The final idea I wanted to share came from an essay I saw in the New York Times. The writer, Lydia Polgreen, just lost her dad at 73. She talks about our need as humans to have an anchor, to know what’s next. But life is uncertain and that makes us vulnerable. We live in rough seas.

Turn on the news and you’ll hear about heinous crimes, the threat of nuclear war, the ravages of a hurricane, the doomsday scenarios surrounding climate change. We have high inflation, divisive politics, institutions we no longer trust and different sets of “facts” depending on where we sit on the political spectrum.

“But to tolerate uncertainty,” Ms. Polgreen writes. “Is to become buoyant, able to bob in the waves, no matter the tide.”

Polgreen continues: “You have to be incredibly vulnerable to admit that you think the world can be better, to believe that what you do could actually make some kind of change. We live in a time dominated by pessimism and cynicism. These poses are a kind of armor against the vulnerability of hope. To be cynical is to close the door to the possibility of disappointment. To be pessimistic is to foreclose the risk of being made a fool by optimism.”

The vulnerability of hope….

Think about that phrase for a moment. I can’t stop thinking about those words.

I believe most of us are naturally attracted to the dreamers and the optimists in our world. I know I am.
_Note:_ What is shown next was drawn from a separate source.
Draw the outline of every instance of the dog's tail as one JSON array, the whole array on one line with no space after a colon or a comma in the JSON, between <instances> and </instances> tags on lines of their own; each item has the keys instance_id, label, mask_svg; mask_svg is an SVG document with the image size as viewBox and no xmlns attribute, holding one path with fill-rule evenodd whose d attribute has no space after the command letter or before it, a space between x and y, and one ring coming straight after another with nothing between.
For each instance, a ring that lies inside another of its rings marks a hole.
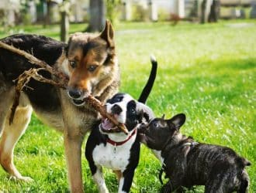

My favorite words are love and aspiration.

In a world where we don’t have to travel too far to see, feel and witness the destructive power of hate we must somehow find, teach, and spread love.

And in a world where every idea seems to be met with resistance, cynicism, and snark we must find a way to aspire.

Aspire or expire…that’s what I say.

 

Comments

  1. James Eaton says

    “Take my wife , please”

  2. We need more Jeff Perlmans in the world. Still reading your inspiring words from our new paradise -in The South Beaches of Melbourne Beach. The Space Coast is amazing. Always love DBch -we find ourselves visiting often! See you around town.

    • Jeff Perlman says

      Thanks so much, Kevro.
      So good to hear from you. Glad you are enjoying Melbourne Beach. What a wonderful part of Florida!